Keeping up with the competition
One of the main reasons Morris said mobile payments technology can have a large impact on the bicycle taxi industry is the recent sea change in the ridesharing industry.
Over the past few years, taxis and rideshare companies, such as Uber and Lyft, have transformed the on-demand transportation market by allowing customers to find and pay for a ride in new, innovative ways. Morris said modern payment technology can have a similar impact on the pedicab market.
While mPOS technology may unlock new opportunities for bike taxis, Morris said that he and his team are not satisfied with simply accepting credit and debit card payments in a more modern (and mobile) fashion.
Rather, he said that he is currently working on a new product that will help compete with rideshare services. His company has invested in RidePedal, a new app, similar to Uber, that will allow potential customers to order a ride from and to anywhere in the company’s operating area via their smartphones.
The company is also working to allow drivers to pay their bike-leasing fees after each shift via credit cards, mobile payments or the funds they receive via credit card processing. Currently, drivers must provide this payment in cash, no matter how they receive payment from their riders.
Morris said that any development that can make it easier for pedicab drivers to find new customers and accept more rides is going to have a positive impact on the industry.

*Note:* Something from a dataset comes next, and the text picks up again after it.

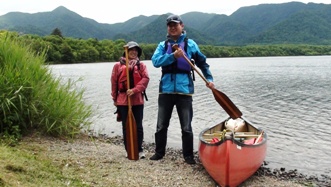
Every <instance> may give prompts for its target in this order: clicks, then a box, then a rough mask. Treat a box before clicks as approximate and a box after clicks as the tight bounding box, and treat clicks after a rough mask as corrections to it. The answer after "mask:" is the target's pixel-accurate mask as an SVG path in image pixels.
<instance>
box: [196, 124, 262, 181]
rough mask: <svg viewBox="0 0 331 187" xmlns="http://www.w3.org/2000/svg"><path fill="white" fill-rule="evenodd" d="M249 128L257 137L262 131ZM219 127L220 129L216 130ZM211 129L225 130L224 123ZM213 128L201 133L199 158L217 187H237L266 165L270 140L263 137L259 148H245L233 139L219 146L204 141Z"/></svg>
mask: <svg viewBox="0 0 331 187" xmlns="http://www.w3.org/2000/svg"><path fill="white" fill-rule="evenodd" d="M245 122H246V124H247V125H249V129H250V131H255V132H256V134H258V133H262V130H260V129H258V128H256V127H255V126H253V125H251V124H250V123H249V122H247V121H246V120H245ZM216 126H220V127H216ZM216 126H214V127H212V128H215V127H216V128H219V129H222V128H224V127H223V126H224V122H222V123H220V124H218V125H216ZM210 129H211V128H209V129H206V130H204V131H202V132H201V133H200V136H199V139H200V142H199V158H200V161H201V163H202V165H203V166H204V168H205V169H206V171H207V172H208V173H209V175H210V176H211V177H212V178H213V179H214V180H215V182H216V183H217V184H218V185H221V186H230V187H231V186H238V185H239V184H241V183H242V182H244V181H245V180H246V179H248V178H249V177H250V176H252V175H253V174H254V173H255V172H256V171H257V170H258V169H259V167H260V166H261V165H262V164H263V161H264V159H265V156H266V151H267V143H266V142H267V136H266V133H263V136H262V139H261V141H260V142H259V143H256V144H245V143H243V142H240V141H239V140H237V139H234V138H233V137H226V138H224V139H223V140H221V141H220V142H216V143H212V142H207V141H206V140H205V138H204V136H203V135H204V134H205V133H206V132H208V133H210V132H211V131H210Z"/></svg>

“We’re moving more and more to a cashless society,” Morris said, noting that the various advantages of modern payment methods will boost their impact on the pedicab industry. “More credit card or other types of transactions will happen on the street, and there’s going to be a lot less cash in the industry.”
By this rationale, it seems that, in the pedicab world, less cash may, in fact, mean more money. And it may not be long before consumers will be able to call a bike taxi and pay for it — all from their mobile phones.